However, in a conversation with The Hindu, a senior officer of the Adani Group downplayed the crisis. “Hardly ₹10,000 crore is required for the second phase of expansion of the Vizhinjam port and ₹1,300 crore for the redevelopment of the Thiruvananthapuram International Airport, which was taken over by Adani Group three years ago. This is not a big deal considering the financial position of the company. Further, this is not the first time panic has gripped the market with the company being falsely targeted by vested interests. We are sure that this too shall pass as in the past,” he said.
The Vizhinjam seaport project had missed several deadlines and was dragged into arbitration proceedings after the Adani Group failed to honour the provisions in the agreement signed between Kerala in 2015, according to which the port was to be commissioned in 2019. Later, the Kerala government walked the extra mile to bring the project on track by ending the arbitration proceedings against the port concessionaire halfway through, foregoing the ₹219 crore it was entitled to receive from the concessionaire for delaying the project for some five years.

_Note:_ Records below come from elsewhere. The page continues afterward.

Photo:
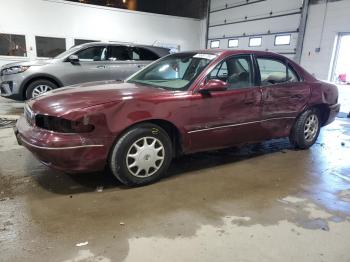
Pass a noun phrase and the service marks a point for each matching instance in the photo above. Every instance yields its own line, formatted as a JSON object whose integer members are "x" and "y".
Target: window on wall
{"x": 83, "y": 41}
{"x": 13, "y": 45}
{"x": 49, "y": 46}
{"x": 282, "y": 39}
{"x": 215, "y": 44}
{"x": 233, "y": 43}
{"x": 255, "y": 41}
{"x": 275, "y": 72}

Interestingly, the Kerala government, which develops the seaport under a Public Private Partnership (PPP) model with Adani Vizhinjam Private Port Limited (AVPPL), had maintained that the arbitration proceedings initiated against the Adani Group had to be withdrawn to make available the viability gap fund (VGF) of ₹817.80 crore allocated by the Central government to the AVPPL. But, in a recent development, the Centre asked Kerala to repay the VGF through revenue sharing, and this would cause an additional financial strain of ₹10,000-12,000 crore on the State government as the VGF would have to be paid back in net present value (NPV) terms through revenue sharing.
One of the conditions set by the State for extension of the deadline of the project to December 2024 was that the second phase of the port development should be completed by 2028, instead of the previous deadline of 2045.
Not concerned about case: Ports Minister
Kerala’s Minister for Ports V.N. Vasavan told The Hindu that the Kerala government, which contributed ₹5,595 crore of the ₹8,867-crore project in the first phase, was not concerned about the latest case affecting the project as the work on the first phase was over and the trail run had seen the berthing of about 54 container vessels, including some really big ones.
The port, he said, had contributed over ₹8 crore to the exchequer by way of tax. It was also in their [Adani Group’s] interest to begin the second and third phases at the earliest as the port opened a huge potential for the country as evidenced in the trial run, Mr. Vasavan added.
Opposition legislator M. Vincent, however, said that while the State had been confident in the group given their track record of developing ports over the years, the latest developments looked ominous for Kerala.